Appeal from a judgment of the Erie County Court (Michael L. D'Amico, J.), rendered February 7, 2008. The judgment convicted defendant, upon a jury verdict, of attempted murder in the second degree, assault in the first degree, robbery in the first degree and menacing in the second degree.
Published by New York State Law Reporting Bureau pursuant to Judiciary Law § 431.
This opinion is uncorrected and subject to revision before publication in the Official Reports.
PRESENT: SCUDDER, P.J., SMITH, PERADOTTO, CARNI, AND GREEN, JJ.
It is hereby ORDERED that the judgment so appealed from is unanimously affirmed.
Defendant appeals from a judgment convicting him, following a jury trial, of attempted murder in the second degree (Penal Law §§ 110.00, 125.25 ), assault in the first degree (§ 120.10 ), robbery in the first degree (§ 160.15 ) and menacing in the second degree (§ 120.14 ), arising out of three separate incidents. Contrary to defendant's contention, the evidence is legally sufficient to support the conviction of attempted murder and assault (see generally People v Bleakley, 69 NY2d 490, 495).
Viewing the evidence in light of the elements of attempted murder and assault as charged to the jury (see People v Danielson, 9 NY3d 342, 349), we further conclude that the verdict with respect to those crimes is not against the weight of the evidence (see generally Bleakley, 69 NY2d at 495).
Defendant contends that County Court erred in refusing to suppress the in-court identification of an eye-witness to the shooting incident who had identified him in a photo array because the police compiled the photo array based upon their own suspicion of the perpetrator rather than a description given by the shooting victim. We reject that contention. The record of the suppression hearing supports the court's determination that the photo array was " not so suggestive as to create the substantial likelihood that defendant would be misidentified' " (People v Johnson, 52 AD3d 1286, 1286, lv denied 11 NY3d 738; see People v Munoz, 223 AD2d 370, lv denied 88 NY2d 990).
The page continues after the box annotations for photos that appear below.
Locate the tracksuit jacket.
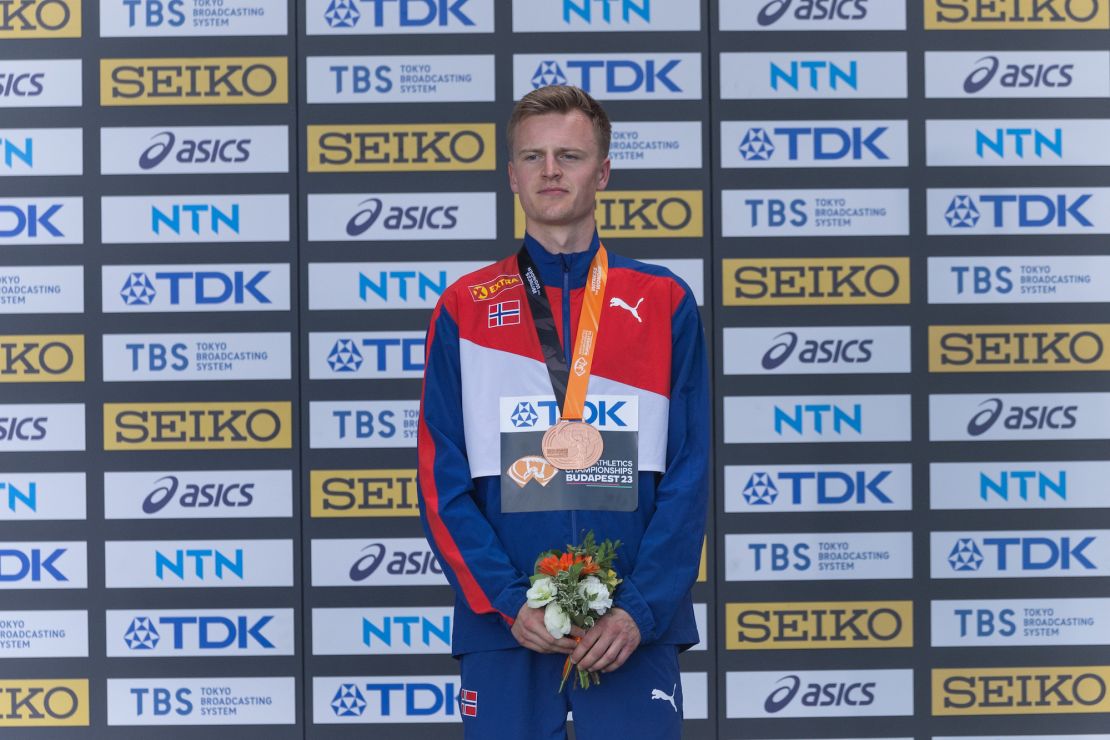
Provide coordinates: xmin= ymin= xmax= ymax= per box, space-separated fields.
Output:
xmin=417 ymin=233 xmax=709 ymax=656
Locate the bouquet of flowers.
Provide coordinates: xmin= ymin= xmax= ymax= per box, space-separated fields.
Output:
xmin=527 ymin=531 xmax=620 ymax=692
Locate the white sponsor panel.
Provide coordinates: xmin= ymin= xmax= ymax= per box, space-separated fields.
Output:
xmin=104 ymin=470 xmax=293 ymax=519
xmin=0 ymin=196 xmax=84 ymax=246
xmin=513 ymin=0 xmax=702 ymax=33
xmin=642 ymin=260 xmax=705 ymax=306
xmin=309 ymin=401 xmax=420 ymax=449
xmin=0 ymin=609 xmax=89 ymax=658
xmin=725 ymin=531 xmax=914 ymax=581
xmin=104 ymin=608 xmax=295 ymax=658
xmin=103 ymin=332 xmax=291 ymax=383
xmin=304 ymin=0 xmax=494 ymax=36
xmin=100 ymin=195 xmax=289 ymax=244
xmin=609 ymin=121 xmax=702 ymax=170
xmin=305 ymin=54 xmax=494 ymax=103
xmin=720 ymin=0 xmax=906 ymax=31
xmin=926 ymin=187 xmax=1110 ymax=236
xmin=0 ymin=128 xmax=83 ymax=178
xmin=309 ymin=262 xmax=488 ymax=311
xmin=720 ymin=120 xmax=908 ymax=169
xmin=720 ymin=51 xmax=906 ymax=100
xmin=100 ymin=125 xmax=289 ymax=174
xmin=312 ymin=607 xmax=455 ymax=656
xmin=0 ymin=541 xmax=89 ymax=590
xmin=679 ymin=672 xmax=709 ymax=719
xmin=0 ymin=265 xmax=84 ymax=314
xmin=725 ymin=395 xmax=910 ymax=444
xmin=513 ymin=52 xmax=702 ymax=100
xmin=312 ymin=537 xmax=447 ymax=586
xmin=309 ymin=193 xmax=497 ymax=242
xmin=929 ymin=599 xmax=1110 ymax=648
xmin=929 ymin=529 xmax=1110 ymax=579
xmin=725 ymin=669 xmax=914 ymax=719
xmin=925 ymin=50 xmax=1110 ymax=98
xmin=925 ymin=119 xmax=1110 ymax=168
xmin=309 ymin=332 xmax=424 ymax=381
xmin=100 ymin=262 xmax=290 ymax=313
xmin=724 ymin=326 xmax=910 ymax=375
xmin=108 ymin=676 xmax=296 ymax=727
xmin=104 ymin=539 xmax=293 ymax=588
xmin=929 ymin=460 xmax=1110 ymax=509
xmin=928 ymin=254 xmax=1110 ymax=303
xmin=100 ymin=0 xmax=289 ymax=38
xmin=720 ymin=187 xmax=909 ymax=237
xmin=0 ymin=473 xmax=85 ymax=523
xmin=312 ymin=676 xmax=463 ymax=724
xmin=725 ymin=463 xmax=914 ymax=514
xmin=0 ymin=404 xmax=84 ymax=453
xmin=0 ymin=59 xmax=81 ymax=108
xmin=929 ymin=393 xmax=1110 ymax=442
Contrary to the further contention of defendant, the court properly denied his motion to sever the menacing count. That count was properly joinable with the remaining counts of the indictment pursuant to CPL 200.20 (2) (b) inasmuch as proof of each count "would be material and admissible as evidence in chief upon a trial" of the other counts (id.; see People v Lee, 275 AD2d 995, 996, lv denied 95 NY2d 966).
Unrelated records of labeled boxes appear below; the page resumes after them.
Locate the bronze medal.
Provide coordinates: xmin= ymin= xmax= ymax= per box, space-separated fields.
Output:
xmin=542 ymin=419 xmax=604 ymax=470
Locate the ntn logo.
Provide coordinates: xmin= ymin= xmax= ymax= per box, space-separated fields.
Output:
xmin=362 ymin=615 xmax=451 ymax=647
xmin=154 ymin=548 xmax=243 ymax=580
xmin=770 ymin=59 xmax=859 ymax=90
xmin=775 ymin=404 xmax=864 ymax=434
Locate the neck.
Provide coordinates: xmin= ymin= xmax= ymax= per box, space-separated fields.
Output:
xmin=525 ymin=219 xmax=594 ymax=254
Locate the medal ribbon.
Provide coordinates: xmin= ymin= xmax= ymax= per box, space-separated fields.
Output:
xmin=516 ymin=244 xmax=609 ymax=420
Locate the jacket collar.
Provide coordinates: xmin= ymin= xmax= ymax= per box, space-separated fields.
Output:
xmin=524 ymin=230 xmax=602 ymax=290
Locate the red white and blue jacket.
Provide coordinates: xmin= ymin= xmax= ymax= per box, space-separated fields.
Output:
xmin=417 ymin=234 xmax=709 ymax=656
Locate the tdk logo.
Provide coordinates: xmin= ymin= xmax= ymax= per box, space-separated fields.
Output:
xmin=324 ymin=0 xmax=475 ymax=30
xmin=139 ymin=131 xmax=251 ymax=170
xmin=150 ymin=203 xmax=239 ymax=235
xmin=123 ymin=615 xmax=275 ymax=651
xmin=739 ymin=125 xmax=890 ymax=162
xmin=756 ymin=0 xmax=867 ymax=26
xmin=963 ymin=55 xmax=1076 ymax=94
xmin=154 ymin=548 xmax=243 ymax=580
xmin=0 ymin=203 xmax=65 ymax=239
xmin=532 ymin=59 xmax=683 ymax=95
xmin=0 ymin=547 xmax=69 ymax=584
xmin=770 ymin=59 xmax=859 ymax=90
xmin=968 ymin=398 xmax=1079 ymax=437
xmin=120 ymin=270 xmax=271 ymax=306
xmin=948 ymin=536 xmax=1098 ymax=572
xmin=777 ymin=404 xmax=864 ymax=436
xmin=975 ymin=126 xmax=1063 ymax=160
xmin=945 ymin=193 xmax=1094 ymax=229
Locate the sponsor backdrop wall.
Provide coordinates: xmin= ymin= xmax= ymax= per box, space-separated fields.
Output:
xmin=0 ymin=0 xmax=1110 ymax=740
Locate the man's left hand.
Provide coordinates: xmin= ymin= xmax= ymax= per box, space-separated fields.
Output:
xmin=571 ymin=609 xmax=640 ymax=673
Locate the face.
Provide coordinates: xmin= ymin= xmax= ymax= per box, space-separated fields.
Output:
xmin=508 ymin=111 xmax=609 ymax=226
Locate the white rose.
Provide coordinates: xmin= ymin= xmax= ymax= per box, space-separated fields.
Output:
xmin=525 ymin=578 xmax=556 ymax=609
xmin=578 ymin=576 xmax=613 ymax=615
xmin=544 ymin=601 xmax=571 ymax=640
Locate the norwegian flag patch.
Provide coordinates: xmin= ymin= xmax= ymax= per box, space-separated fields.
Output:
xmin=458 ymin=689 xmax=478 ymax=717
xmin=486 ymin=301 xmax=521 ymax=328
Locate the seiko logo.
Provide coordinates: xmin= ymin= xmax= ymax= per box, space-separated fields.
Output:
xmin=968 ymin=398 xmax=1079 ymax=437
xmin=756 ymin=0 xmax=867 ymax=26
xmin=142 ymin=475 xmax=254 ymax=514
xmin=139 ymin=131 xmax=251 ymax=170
We reject the contention of defendant that he was denied a fair trial by prosecutorial misconduct on summation. "Although the prosecutor improperly made a safe streets' comment by urging the jury to do justice" in order to prevent the escalation of crime in the neighborhood where the shooting occurred, we conclude that the prosecutor's "isolated comment was not so egregious as to deprive defendant of a fair trial" (People v Tolliver, 267 AD2d 1007, 1008, lv denied 94 NY2d 908). "The remaining comments challenged by defendant were fair comment on the evidence or fair responses to the comments of defense counsel and did not constitute [prosecutorial] misconduct" (id.; see People v Halm, 81 NY2d 819, 821).
Finally, the sentence is not unduly harsh or severe.